How to Work Out in the Heat
Exercising when it’s hot outside has it perks but it can also be dangerous if you’re not prepared properly enough. When it’s hot, your body compensates by pumping more blood. While that helps cool your skin down, it means there’s less left for your muscles, which increases your heart rate. You’ve also got the added factor of extra perspiration to deal with, something which increases your body temperature even more. Although your body will work hard to cope, if you’re exposed to high temperatures and humidity for too long without adequate fluids and respite, you could be susceptible to heat related illnesses such as sun stroke, heat exhaustion and heat-induced cramps. Here’s how to stay cool, calm and collected.
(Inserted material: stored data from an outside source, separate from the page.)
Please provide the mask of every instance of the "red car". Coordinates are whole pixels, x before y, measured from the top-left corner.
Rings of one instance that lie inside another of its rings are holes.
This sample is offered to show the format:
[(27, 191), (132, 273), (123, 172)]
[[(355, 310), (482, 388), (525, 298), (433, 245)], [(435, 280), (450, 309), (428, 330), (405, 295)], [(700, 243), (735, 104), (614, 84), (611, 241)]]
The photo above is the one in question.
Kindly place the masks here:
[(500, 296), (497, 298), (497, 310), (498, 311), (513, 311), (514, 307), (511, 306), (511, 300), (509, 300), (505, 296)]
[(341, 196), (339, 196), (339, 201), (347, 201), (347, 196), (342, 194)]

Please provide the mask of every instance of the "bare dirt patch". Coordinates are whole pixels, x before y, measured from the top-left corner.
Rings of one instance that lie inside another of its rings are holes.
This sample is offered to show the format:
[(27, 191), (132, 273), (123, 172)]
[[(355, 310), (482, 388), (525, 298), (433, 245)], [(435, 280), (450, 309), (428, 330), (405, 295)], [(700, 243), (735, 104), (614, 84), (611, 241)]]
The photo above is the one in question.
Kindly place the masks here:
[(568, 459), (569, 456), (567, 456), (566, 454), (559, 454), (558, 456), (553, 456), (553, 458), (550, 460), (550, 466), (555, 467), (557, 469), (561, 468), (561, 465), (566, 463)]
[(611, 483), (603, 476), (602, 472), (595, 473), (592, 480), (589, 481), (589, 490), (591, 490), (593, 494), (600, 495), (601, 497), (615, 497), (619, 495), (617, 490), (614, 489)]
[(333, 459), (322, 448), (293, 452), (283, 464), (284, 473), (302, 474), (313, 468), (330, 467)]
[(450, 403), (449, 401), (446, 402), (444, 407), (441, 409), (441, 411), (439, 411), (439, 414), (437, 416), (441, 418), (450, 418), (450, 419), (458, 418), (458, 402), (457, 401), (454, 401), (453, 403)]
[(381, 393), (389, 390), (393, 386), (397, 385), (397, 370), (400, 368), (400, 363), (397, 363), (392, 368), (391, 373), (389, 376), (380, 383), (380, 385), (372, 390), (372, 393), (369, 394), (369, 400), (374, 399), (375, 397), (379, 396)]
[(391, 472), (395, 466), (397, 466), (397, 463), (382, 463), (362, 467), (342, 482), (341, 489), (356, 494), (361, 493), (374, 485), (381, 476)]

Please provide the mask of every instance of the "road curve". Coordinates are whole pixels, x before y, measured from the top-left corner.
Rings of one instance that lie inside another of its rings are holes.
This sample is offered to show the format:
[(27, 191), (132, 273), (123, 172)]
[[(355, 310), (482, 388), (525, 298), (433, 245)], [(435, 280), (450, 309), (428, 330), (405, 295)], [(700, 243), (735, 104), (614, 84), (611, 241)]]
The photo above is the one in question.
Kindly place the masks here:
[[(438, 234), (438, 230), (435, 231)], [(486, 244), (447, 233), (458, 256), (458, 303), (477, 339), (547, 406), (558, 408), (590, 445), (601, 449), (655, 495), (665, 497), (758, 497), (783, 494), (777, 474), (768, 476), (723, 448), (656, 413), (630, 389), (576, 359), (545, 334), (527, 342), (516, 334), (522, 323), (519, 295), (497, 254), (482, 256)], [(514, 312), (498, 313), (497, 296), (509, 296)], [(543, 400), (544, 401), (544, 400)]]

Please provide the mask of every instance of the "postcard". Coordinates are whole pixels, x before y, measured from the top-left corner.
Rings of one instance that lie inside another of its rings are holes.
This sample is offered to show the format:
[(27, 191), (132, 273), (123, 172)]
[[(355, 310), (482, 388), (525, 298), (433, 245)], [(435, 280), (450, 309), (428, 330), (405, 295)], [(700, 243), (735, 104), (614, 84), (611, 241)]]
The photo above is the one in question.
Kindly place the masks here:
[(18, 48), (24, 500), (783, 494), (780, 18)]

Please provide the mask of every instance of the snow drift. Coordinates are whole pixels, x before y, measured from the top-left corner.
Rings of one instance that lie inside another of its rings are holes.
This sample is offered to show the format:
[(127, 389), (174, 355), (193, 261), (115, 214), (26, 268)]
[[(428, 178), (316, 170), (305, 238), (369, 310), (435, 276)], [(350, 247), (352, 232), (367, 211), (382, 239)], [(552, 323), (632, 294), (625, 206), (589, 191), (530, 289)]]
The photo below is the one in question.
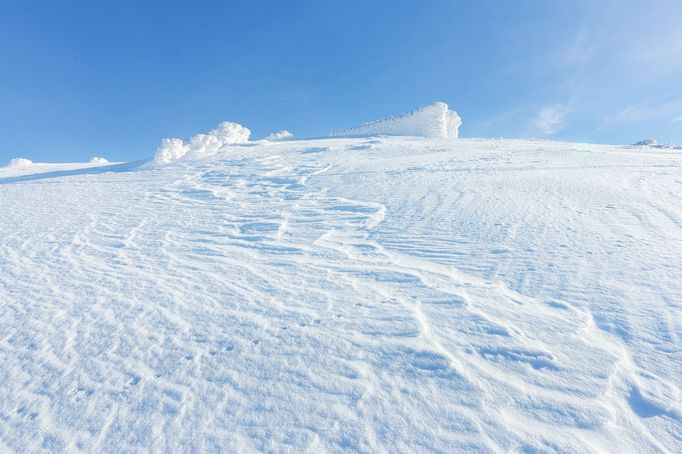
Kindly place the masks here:
[(355, 128), (342, 129), (332, 136), (420, 136), (456, 139), (462, 119), (449, 110), (444, 102), (436, 102), (413, 111), (364, 123)]
[(156, 149), (153, 162), (169, 164), (180, 159), (199, 159), (211, 156), (225, 145), (249, 141), (251, 131), (244, 126), (223, 121), (208, 134), (197, 134), (189, 140), (163, 139)]

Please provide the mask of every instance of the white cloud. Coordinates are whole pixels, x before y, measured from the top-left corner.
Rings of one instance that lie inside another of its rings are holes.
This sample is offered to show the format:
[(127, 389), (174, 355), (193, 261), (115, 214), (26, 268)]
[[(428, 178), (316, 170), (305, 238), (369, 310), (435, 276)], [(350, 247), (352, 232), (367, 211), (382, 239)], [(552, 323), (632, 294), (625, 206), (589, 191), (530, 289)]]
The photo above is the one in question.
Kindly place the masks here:
[(542, 134), (555, 134), (563, 128), (564, 119), (569, 112), (570, 110), (563, 104), (545, 106), (531, 120), (530, 129)]

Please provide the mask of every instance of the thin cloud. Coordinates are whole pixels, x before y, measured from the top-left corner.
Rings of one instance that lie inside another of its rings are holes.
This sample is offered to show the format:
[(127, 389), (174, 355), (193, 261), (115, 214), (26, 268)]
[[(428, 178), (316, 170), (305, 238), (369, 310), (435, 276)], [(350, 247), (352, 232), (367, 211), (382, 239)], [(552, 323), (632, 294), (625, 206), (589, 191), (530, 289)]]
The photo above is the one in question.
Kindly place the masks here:
[(570, 109), (560, 103), (545, 106), (530, 121), (530, 129), (545, 135), (556, 134), (563, 129), (565, 118), (569, 113)]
It sounds obvious but when it’s hotter outside, it’s more important than ever to ensure you stay on top of your water intake. Aim to increase your fluids more than you usually would and especially before, during and after your workout. If on a normal day you’re drinking 8 glasses of water a day, then aim for around 10-12 when it’s hot.
Know your limits
Working out in the heat puts extra strain on your body so don’t attempt to smash any personal records while you’re under even more pressure than usual. As well as taking it a little slower, factor in lots of breaks. If you feel lightheaded, dizzy or faint at any point, stop what you’re doing, try to lower your body temperature and get hydrated right away.
Work out early
In general, it’s best to work out at sunrise rather than sunset, before the heat of the day has taken a grip. Humidity is likely to be lower then too and you won’t be fatigued by the heat in the same way you will if you’ve had a whole day working before you work out.
Loose, breathable layers that allow the sweat to evaporate are the best things to wear when it’s really warm. Lighter layers will also help you avoid any irritation like heat rash too. If you’re working out outside, repeated SPF application is key but also look for layers that have in-built UV protection too. Make sure you wear a cap to keep your head cool and keep the sun away from your face.
Take it easier
Planning long runs or intense training sessions when it’s really hot is probably not the best idea. Instead, opt for interval training that allow you plenty of rest and recovery time between sets.